Das kann jedoch den Eindruck der ersten vierhundert Seiten nicht schmälern, die in eine Deutung auch des gegenwärtigen Verschwörungsdenkens münden. Boltanski vermutet, dass die vermeintliche Zunahme an Verschwörungstheorien ein medialer Effekt sein könnte. Was zuvor in kleinen Kreisen zirkulierte, steht jetzt im Internet. Zugleich sehen sich die bislang anerkannten Eliten dort Beobachtungen ausgesetzt, die ihre Fehler und blinden Flecke anprangern. Es gibt Beweise und Argumentationen für jeden Wahnwitz und Negationen jedweder Expertenrolle. "Alle glauben an alles Mögliche, aber niemand glaubt mehr an irgendetwas. Das ist die Rückkehr des Nihilismus."

Totalitäre Systeme und Bürgerkriege, so Boltanski, treiben die Leute in die Vorsicht.
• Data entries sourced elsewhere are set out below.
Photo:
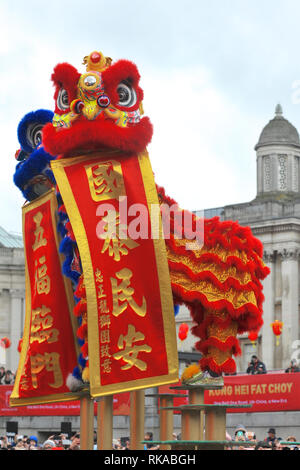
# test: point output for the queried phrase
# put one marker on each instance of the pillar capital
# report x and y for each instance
(269, 256)
(289, 254)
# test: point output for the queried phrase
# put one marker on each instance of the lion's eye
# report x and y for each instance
(34, 134)
(127, 95)
(63, 100)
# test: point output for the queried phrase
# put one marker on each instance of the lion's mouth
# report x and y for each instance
(87, 136)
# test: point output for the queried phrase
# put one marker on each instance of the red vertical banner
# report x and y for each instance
(48, 353)
(131, 325)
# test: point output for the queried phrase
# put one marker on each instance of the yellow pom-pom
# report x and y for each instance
(86, 375)
(190, 371)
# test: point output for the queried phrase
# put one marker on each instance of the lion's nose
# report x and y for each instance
(103, 101)
(89, 81)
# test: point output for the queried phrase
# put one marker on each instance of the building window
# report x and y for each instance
(295, 173)
(267, 173)
(282, 172)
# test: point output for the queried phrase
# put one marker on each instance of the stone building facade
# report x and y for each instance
(12, 296)
(274, 217)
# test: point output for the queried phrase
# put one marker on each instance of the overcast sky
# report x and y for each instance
(212, 74)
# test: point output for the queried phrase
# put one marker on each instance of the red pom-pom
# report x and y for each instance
(5, 342)
(85, 350)
(183, 331)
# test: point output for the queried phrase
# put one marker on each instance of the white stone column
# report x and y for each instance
(15, 328)
(290, 302)
(268, 312)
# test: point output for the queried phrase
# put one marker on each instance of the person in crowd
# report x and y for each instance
(48, 444)
(149, 437)
(293, 367)
(293, 439)
(271, 439)
(2, 374)
(263, 445)
(75, 444)
(33, 441)
(256, 366)
(8, 377)
(240, 431)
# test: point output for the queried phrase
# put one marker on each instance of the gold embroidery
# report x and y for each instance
(129, 353)
(105, 180)
(50, 362)
(123, 294)
(212, 293)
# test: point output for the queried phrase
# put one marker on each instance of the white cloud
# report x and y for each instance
(192, 150)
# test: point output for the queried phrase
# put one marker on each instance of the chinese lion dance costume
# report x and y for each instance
(220, 282)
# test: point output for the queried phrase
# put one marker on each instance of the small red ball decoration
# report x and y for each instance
(277, 329)
(5, 342)
(183, 331)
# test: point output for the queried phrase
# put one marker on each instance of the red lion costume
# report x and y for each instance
(219, 282)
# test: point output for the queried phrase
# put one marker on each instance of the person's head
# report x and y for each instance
(48, 445)
(240, 431)
(148, 436)
(250, 436)
(261, 445)
(272, 433)
(33, 441)
(20, 444)
(76, 439)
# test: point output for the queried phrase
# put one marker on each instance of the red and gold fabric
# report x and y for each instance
(219, 282)
(130, 331)
(48, 353)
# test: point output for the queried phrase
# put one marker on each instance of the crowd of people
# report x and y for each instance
(54, 442)
(270, 442)
(256, 366)
(6, 376)
(63, 442)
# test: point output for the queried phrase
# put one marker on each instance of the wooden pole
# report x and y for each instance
(86, 423)
(196, 397)
(166, 421)
(137, 416)
(105, 423)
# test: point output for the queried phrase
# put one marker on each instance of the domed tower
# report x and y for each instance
(278, 153)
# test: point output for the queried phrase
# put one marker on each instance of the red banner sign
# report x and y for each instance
(131, 326)
(121, 406)
(48, 353)
(265, 392)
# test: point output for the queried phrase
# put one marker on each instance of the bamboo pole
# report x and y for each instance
(137, 416)
(86, 423)
(105, 423)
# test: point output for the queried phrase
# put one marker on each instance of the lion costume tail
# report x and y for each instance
(219, 282)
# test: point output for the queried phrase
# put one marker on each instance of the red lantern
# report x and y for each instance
(183, 331)
(20, 345)
(253, 335)
(5, 342)
(277, 329)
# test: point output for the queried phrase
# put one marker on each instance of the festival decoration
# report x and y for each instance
(126, 276)
(277, 329)
(5, 342)
(48, 350)
(20, 345)
(253, 335)
(183, 331)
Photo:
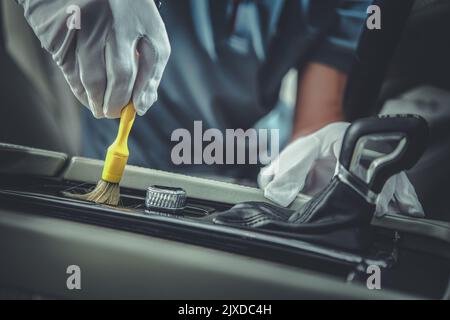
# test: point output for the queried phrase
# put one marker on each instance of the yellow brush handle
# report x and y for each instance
(117, 155)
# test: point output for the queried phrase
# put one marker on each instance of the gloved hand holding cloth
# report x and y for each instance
(308, 164)
(114, 52)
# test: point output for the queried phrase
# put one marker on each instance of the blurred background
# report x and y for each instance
(229, 74)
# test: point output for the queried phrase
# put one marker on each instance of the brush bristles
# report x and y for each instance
(104, 193)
Hier wird zur Voraussetzung kleinster Interaktionen eine Prüfung gemacht, mit wem man es womöglich zu tun hat. In liberalen Gesellschaften hingegen entsteht das Problem, dass unendlich viele Meinungen auf sehr indirekt gewonnenen Informationen beruhen. Also setzen sie zugeschriebene Glaubwürdigkeit voraus. Wenn die Institutionen sie aber verlieren, blühen die sozialen Phantasien. Boltanski spricht in Analogie zu "dunkler Materie" von "dunkler Kausalität" in der modernen Gesellschaft. Ihrer Dunkelheit antworten ebenso vage Vorstellungen: die totale Revolution, das integrale Christentum, die Wiederherstellung von X, Y und Z.

Die Frage, wer am Elend, an den Kriegen und der sozialen Niedertracht Schuld trägt, wird unter diesen Umständen unbeantwortbar. Was aber nur heißt, dass mit Bildmotiven der Bankiers, der Bürokraten und der Kommunisten, der Fremden, der Juden, der Freimaurer und des Vatikans ständig "Sündenbockquartett" gespielt wird. Manche Sozialwissenschaft und mancher Journalismus mischen dabei auf ihre Art mit und entdecken Machtnetzwerke und eine sich abstimmende "Power Class", Konspirationen zwischen Staat und Wirtschaft - "if they only would conspire", meinte Keynes, "if they only could conspire", seufzte Luhmann - oder zwischen den Kapitalisten aller Länder, die einander doch auch Konkurrenten sind. Dass es vermutlich noch viel schlimmer ist, entnimmt Boltanski ganz am Ende Franz Kafkas "Prozeß", den er als paradoxen Kriminalroman deutet: als Verschwörung ohne Verschwörer, Schuld ohne Tat, Verfahren ohne Ordnung und mit einem vermeintlichen Verbrecher, Josef K., der als Detektiv herauszufinden versucht, worin denn überhaupt die Anklage besteht. Man könnte auch sagen: Bei Kafka hebt sich die Suche danach, was dahintersteckt, in der Antwort auf: So gut wie nichts.

Luc Boltanski: "Rätsel und Komplotte". Kriminalliteratur, Paranoia, moderne Gesellschaft.

Aus dem Französischen von Christine Pries. Suhrkamp Verlag, Berlin 2013. 515 S., geb., 39,- [Euro].